The reference manuals we consulted all stated that an MFLOPS rating can be
misleading. The issue that causes MFLOPS ratings to be suspect is that not
all instructions take the same time. On the 68881, a single instruction
can take from 29 to over 600 machine cycles.
From Motorola's 68020/68030 Performance Report:
"Benchmarking microprocessors is much like water-witching.
Everyone wants to use the results but are skeptical of the
900-methods. From the user's point of view, the best benchmark to
use in making a decision on a given microprocessor is to run the
code which will be run in the final application. This, however,
is usually difficult at best, and expensive and time consuming at
least.
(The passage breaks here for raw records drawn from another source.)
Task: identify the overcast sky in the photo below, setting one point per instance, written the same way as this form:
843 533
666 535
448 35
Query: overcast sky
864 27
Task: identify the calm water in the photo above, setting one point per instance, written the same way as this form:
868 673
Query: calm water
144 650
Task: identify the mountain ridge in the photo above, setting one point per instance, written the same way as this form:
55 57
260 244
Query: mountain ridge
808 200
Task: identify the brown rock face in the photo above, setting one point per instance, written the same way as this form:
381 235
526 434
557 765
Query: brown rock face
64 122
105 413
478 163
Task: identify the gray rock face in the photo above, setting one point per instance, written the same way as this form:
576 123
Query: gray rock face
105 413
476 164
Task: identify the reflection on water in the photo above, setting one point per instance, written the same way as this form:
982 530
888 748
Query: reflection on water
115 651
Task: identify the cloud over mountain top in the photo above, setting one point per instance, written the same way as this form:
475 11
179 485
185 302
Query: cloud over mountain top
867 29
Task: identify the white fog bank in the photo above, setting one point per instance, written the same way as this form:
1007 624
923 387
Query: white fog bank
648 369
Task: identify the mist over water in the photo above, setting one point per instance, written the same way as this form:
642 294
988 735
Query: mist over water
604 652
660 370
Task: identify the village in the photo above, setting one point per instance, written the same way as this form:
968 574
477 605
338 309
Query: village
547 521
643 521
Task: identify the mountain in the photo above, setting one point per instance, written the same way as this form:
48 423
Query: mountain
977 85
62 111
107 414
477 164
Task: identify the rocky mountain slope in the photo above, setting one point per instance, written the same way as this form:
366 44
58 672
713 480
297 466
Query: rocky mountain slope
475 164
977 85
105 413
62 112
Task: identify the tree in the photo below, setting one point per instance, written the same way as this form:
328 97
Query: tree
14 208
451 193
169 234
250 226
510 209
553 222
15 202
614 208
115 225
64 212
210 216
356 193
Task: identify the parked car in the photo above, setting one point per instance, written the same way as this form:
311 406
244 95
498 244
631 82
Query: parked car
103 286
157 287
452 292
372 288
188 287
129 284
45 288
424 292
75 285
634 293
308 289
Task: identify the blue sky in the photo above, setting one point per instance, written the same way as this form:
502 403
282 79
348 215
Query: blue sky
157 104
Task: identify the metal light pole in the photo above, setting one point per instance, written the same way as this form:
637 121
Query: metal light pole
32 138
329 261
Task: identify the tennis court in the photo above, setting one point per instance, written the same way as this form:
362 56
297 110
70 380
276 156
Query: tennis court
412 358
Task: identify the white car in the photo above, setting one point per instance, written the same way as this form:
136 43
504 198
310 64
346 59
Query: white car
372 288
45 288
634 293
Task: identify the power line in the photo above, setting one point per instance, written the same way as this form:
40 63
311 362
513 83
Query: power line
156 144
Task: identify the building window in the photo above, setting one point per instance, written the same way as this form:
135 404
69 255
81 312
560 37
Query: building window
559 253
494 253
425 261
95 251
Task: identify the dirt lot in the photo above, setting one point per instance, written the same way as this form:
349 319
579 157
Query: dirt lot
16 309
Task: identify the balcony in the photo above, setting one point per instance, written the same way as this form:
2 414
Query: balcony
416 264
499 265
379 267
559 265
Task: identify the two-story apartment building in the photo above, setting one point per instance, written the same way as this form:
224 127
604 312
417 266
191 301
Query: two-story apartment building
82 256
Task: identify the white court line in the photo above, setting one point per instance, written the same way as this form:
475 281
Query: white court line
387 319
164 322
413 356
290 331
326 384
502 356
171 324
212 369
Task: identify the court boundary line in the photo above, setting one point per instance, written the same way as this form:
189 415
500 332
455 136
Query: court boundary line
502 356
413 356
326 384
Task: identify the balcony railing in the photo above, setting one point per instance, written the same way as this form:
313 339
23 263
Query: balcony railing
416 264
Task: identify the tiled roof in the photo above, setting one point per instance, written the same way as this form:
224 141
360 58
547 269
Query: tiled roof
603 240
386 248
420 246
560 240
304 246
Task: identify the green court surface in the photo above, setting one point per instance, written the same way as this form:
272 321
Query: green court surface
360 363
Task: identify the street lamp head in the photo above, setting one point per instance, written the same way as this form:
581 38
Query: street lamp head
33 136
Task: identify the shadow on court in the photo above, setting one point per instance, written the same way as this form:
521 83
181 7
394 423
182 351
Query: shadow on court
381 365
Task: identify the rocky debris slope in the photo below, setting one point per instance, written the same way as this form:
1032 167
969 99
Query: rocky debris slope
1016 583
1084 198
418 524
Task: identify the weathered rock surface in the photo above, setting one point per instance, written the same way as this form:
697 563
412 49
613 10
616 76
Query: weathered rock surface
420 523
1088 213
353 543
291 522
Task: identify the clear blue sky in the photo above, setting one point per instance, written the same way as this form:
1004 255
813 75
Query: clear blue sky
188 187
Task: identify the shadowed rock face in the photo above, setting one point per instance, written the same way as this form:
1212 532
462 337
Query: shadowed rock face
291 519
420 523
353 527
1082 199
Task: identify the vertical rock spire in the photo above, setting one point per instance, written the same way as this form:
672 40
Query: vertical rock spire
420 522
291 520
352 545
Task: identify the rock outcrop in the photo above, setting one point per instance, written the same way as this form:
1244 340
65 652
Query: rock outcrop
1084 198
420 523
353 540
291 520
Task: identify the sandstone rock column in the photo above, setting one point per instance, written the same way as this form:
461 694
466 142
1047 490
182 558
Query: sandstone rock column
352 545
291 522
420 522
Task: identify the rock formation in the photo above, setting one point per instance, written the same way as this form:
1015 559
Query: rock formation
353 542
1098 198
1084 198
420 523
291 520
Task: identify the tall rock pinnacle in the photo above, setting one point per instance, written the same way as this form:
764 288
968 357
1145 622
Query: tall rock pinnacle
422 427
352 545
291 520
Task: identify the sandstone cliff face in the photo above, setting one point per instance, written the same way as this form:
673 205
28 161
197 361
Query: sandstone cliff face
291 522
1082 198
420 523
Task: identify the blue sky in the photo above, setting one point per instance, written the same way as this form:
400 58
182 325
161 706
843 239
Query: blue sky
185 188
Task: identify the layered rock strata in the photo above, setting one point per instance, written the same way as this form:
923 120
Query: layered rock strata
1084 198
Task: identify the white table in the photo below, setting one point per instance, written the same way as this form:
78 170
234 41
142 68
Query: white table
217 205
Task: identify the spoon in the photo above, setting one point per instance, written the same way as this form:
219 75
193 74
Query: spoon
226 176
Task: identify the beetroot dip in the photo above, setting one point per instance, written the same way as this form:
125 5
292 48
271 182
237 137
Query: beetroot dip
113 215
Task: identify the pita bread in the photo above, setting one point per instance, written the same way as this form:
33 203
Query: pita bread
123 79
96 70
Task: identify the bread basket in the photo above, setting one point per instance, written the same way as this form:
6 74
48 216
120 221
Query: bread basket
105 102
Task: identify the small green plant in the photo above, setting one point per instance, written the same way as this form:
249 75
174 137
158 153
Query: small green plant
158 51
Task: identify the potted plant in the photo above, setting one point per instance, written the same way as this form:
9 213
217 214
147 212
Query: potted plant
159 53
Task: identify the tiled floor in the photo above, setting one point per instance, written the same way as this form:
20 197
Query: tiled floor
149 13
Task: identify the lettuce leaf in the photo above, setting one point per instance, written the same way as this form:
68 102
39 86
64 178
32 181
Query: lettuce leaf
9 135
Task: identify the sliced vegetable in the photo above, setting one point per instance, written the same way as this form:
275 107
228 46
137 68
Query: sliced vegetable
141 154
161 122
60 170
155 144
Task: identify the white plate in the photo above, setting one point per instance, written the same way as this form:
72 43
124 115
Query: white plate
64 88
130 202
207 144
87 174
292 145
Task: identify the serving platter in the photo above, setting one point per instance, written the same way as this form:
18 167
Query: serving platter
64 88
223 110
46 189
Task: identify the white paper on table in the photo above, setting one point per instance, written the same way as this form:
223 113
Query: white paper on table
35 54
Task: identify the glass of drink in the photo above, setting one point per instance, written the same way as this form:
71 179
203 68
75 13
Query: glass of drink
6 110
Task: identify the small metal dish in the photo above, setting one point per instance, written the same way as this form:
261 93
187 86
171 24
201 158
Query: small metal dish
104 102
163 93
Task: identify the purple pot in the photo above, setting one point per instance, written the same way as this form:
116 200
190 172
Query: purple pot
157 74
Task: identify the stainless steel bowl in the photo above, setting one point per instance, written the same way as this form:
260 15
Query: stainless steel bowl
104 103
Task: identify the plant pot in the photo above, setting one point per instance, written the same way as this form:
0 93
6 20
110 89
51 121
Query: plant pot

Since running the actual code is usually not feasible,
most users and all microprocessor manufacturers turn to either
synthetic benchmarks - ones that simulate real-world conditions -
or small standard benchmark programs which are designed to
indicate real-world performance. Not everyone can agree on what
simulates real conditions; thus, there are numerous benchmark
programs available, each written to test some aspect of
performance that the writer is interested in testing."
For many of the same reasons that Apple does not publish MIPS ratings and
those stated above, Apple does not publish MFLOPS ratings. However, you
can calculate this value on your own.
Using chapter 6 of the Motorola MC68881 Floating-Point Coprocessor User's
Manual, figure the average time for a floating-point operation. Here's
that problem mentioned above. Do you add the times for all instructions
and divide by the number of instructions? Do you pick a few "popular"
instructions and average their times? Do you pick the instruction that
requires the least amount of time (very sneaky)?
We suggest the first method. For the sake of this discussion, let's say that
value is xx cycles/instruction.
Assume that the floating-point unit and the microprocessor are clocked one
for one. On the Macintosh IIx, this value would be 15.6672 m-cycles/sec.
Invert the first number and multiply by the second giving you
m-instructions/sec (MFLOPS).
1 instructions 15.6672 million cycles 15.6672 million instructions
-- ------------ * ---------------------- = -------- --------------------
xx cycle sec xx sec
It is generally assumed that the 68882 is 1.5x faster than the 68881.